English for GraphQL Persisted Queries
Learn the English vocabulary and phrases GraphQL developers use when implementing, discussing, and troubleshooting persisted query strategies.
Persisted queries are a GraphQL optimisation technique that replaces full query strings in requests with short identifiers, reducing payload size and enabling better security and caching. If you work with GraphQL and communicate in English about performance, security, or API design, knowing the vocabulary of persisted queries will help you participate effectively in these conversations.
Key Vocabulary
Persisted query A persisted query is a GraphQL query that has been stored on the server ahead of time and can be referenced by a unique identifier rather than sending the full query text with each request. The client sends only the query ID, not the query string. Example: “We implemented persisted queries to reduce the size of our GraphQL requests from several kilobytes to a few dozen bytes.”
Query allowlist A query allowlist (sometimes called a query safelist or approved query list) is a security measure that restricts the server to accepting only pre-approved persisted queries. This prevents clients from sending arbitrary queries, significantly reducing the attack surface. Example: “With the query allowlist in place, any query that hasn’t been registered in advance will be rejected — this protects us against introspection attacks and data exfiltration.”
Automatic persisted queries (APQ) Automatic persisted queries (APQ) is a protocol where the client first tries to send a query by its hash. If the server doesn’t recognise the hash, it responds with an error, and the client resends the full query. The server then caches it for future requests. Example: “We use Apollo’s automatic persisted queries feature — on the first request, the full query is sent and cached. On subsequent requests, only the hash is sent.”
Query hashing Query hashing is the process of generating a cryptographic hash (typically SHA-256) of a query string to produce a stable, fixed-length identifier. The hash is deterministic — the same query always produces the same hash. Example: “We hash our queries at build time using SHA-256 and register them with the server as part of the deployment process.”

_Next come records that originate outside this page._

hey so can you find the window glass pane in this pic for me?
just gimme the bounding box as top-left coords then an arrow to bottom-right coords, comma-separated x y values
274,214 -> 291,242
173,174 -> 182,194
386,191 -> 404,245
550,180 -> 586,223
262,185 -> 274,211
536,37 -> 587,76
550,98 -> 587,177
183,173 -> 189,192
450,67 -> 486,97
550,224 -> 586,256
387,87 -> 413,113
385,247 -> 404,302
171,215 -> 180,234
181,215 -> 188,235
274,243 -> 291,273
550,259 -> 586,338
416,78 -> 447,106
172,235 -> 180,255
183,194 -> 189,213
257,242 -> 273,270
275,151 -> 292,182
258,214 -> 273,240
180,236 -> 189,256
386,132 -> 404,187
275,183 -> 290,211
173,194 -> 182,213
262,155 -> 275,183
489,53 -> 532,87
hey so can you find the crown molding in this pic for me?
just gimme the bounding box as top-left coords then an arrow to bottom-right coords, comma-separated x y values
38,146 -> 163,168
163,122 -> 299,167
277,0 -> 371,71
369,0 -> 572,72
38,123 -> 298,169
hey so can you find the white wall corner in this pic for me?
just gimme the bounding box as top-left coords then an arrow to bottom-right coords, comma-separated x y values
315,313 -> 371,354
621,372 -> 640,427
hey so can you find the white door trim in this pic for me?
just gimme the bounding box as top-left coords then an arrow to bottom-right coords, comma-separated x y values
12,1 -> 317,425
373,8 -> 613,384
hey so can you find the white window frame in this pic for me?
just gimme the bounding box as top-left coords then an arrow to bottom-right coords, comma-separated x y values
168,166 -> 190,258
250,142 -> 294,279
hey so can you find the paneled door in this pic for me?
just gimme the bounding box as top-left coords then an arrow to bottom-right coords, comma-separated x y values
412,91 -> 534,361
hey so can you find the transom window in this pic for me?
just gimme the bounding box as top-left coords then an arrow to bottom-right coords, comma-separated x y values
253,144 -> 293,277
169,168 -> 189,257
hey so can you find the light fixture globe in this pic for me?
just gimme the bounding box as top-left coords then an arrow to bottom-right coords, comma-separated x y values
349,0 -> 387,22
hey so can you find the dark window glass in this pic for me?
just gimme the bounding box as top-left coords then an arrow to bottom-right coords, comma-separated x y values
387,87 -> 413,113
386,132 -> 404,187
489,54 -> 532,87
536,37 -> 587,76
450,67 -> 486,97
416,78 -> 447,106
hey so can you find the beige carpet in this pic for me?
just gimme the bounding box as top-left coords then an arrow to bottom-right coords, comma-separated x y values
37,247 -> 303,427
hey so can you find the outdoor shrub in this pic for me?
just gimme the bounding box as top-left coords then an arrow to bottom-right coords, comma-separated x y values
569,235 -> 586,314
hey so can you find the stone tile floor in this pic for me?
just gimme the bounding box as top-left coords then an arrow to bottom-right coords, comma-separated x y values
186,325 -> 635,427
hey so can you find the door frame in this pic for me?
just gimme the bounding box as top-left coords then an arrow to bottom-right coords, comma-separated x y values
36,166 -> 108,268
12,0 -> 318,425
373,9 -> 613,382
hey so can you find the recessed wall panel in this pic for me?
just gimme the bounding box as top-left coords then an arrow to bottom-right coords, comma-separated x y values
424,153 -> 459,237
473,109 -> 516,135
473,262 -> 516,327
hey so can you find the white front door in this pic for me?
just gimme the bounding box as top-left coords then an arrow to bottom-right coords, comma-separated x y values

CDN caching One of the benefits of persisted queries is that GET requests (with query IDs as URL parameters) can be cached at the CDN level, since the query is identified by a stable hash in the URL rather than a variable request body. Example: “Switching to persisted queries allowed us to cache our most common queries at the CDN level, which reduced origin load by 60%.”
Common Scenarios Where This Language Is Used
In a performance optimisation discussion: “Our GraphQL requests are large because we’re sending full query strings. If we implement persisted queries, we can replace those strings with short hashes and enable CDN caching for read-heavy queries. I estimate this could reduce our API payload size by 80%.”
In a security review: “One concern with our public GraphQL API is that clients can send arbitrary queries, including deep introspection queries that could expose our schema structure. Implementing a query allowlist would restrict the API to accepting only the queries our frontend actually needs.”
In a code review: “I see we’re using automatic persisted queries here. Could you make sure the query hash is generated at build time rather than at runtime? That way, we can register all queries as part of the CI pipeline and catch any unregistered queries before they reach production.”
Useful Phrases for Persisted Query Discussions
- “Persisted queries reduce the request payload significantly — instead of a full query string, we send only the hash.”
- “The query allowlist ensures that only our pre-approved queries can be executed against the API.”
- “We register new queries as part of the build process, so the server always has the latest versions.”
- “APQ works transparently — the client handles the fallback automatically if the server doesn’t recognise the hash.”
- “With persisted queries, we can use GET requests instead of POST, which enables CDN caching.”
- “The hash is computed from the normalised query string, so whitespace and comment differences don’t affect it.”
- “If a query is modified, a new hash is generated and the old one becomes invalid.”
- “We use this Apollo plugin to generate the persisted query manifest at build time.”
- “The server checks the incoming hash against the registered query store and returns an error for unknown queries.”
- “Persisted queries are particularly valuable for mobile clients where bandwidth is limited.”
Comparing Persisted Query Strategies
There are two main approaches to persisted queries, and knowing how to compare them in English will help you in design discussions:
Pre-registered (compile-time): Queries are hashed and registered with the server during the build process. This provides the strongest security — no unregistered queries can ever reach the server — but requires a coordinated deployment.
Automatic persisted queries (runtime): Queries are cached on first use. This is simpler to implement and requires no coordination between deployments, but does not provide the security benefit of a strict allowlist.
Use this framing: “Pre-registered persisted queries offer better security but require tighter coordination between the client and server deployments. APQ is more flexible and easier to adopt incrementally, but doesn’t give us allowlist enforcement.”
Practice Suggestion
Write a brief technical proposal (200-250 words) in English recommending the adoption of persisted queries for a fictional GraphQL API used by a mobile application. Explain the problem you are solving, your proposed approach (pre-registered or APQ), the expected benefits, and any trade-offs or migration steps. Use at least four terms from this post and focus on making the proposal persuasive and concrete.